From WebArchive to WebDigest : Concept and Examples

Li, X. and Huang, L.

    Much like a black hole, the Web, since its birth, has been absorbing all sorts of data (information) around the globe, ever generated along the path of human civilization. On the other hand, the digitized and networked (webbed) nature of web data, which generally means 'easy to access', gives rise to much imagination on re-discovering, re-engineering, and re-using of the oceanic information. Nevertheless, lunch is not free. The same time when we see the grand opportunities, tremendous challenges are ahead. In this talk, I'll first introduce Web InfoMall (http://www.infomall.cn), the Chinese web archive we have been constructing since 2001. Along with the activities, we observe some useful capabilities have been developed, such as large scale web crawling and very large scale data organization. In addition, we discuss a step beyond the WebArchive, called WebDigest, which is an effort aimed at making use of the data in the web archive.
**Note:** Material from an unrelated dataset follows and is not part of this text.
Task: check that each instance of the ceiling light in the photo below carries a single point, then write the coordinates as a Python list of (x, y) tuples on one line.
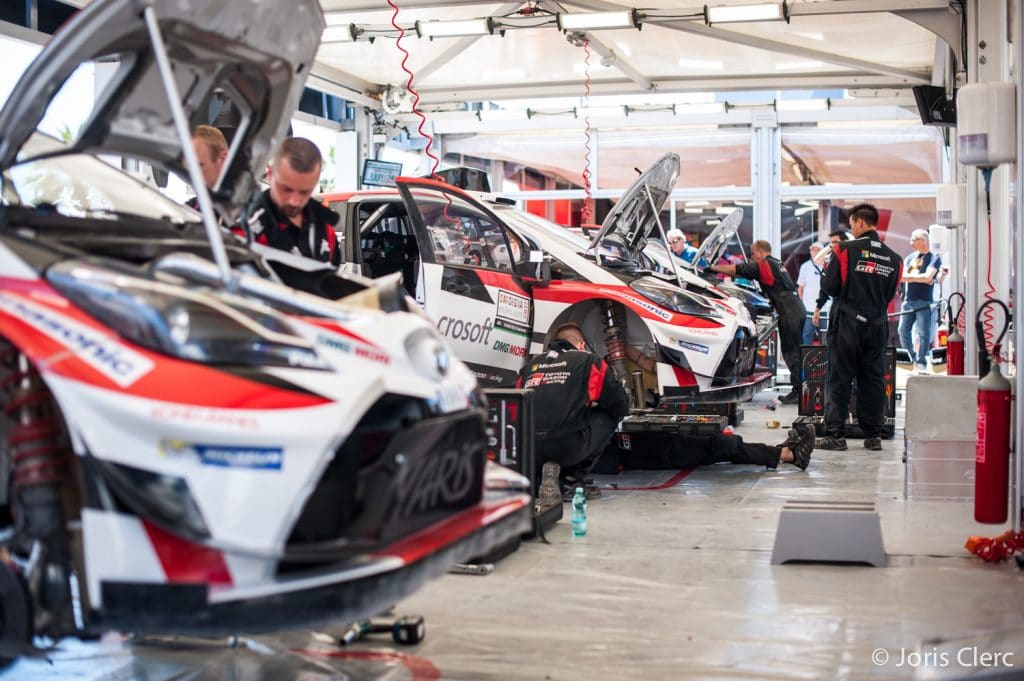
[(338, 34), (771, 11), (596, 20), (471, 27), (711, 65)]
With a web archive and associated capability, 'web mining' here has a more or less different meaning, which spans from the structure analysis of the web to named entity and relation extractions, from spatial (if we consider URL as a space) information discovery to temporal information exhibition. The main challenge for us is around the theme of achieving reasonably good performance with affordable cost. As we are from a university lab, the underlying question is: what can be done (and how) in a university lab environment with modest resource. After all, most of the researches started from university lab. We need to understand the feasibilities and compromises while seeing the promises.
Cite as: Li, X. and Huang, L. (2008). From WebArchive to WebDigest : Concept and Examples. In Proc. Nineteenth Australasian Database Conference (ADC 2008), Wollongong, NSW, Australia. CRPIT, 75. Fekete, A. and Lin, X., Eds. ACS. 11.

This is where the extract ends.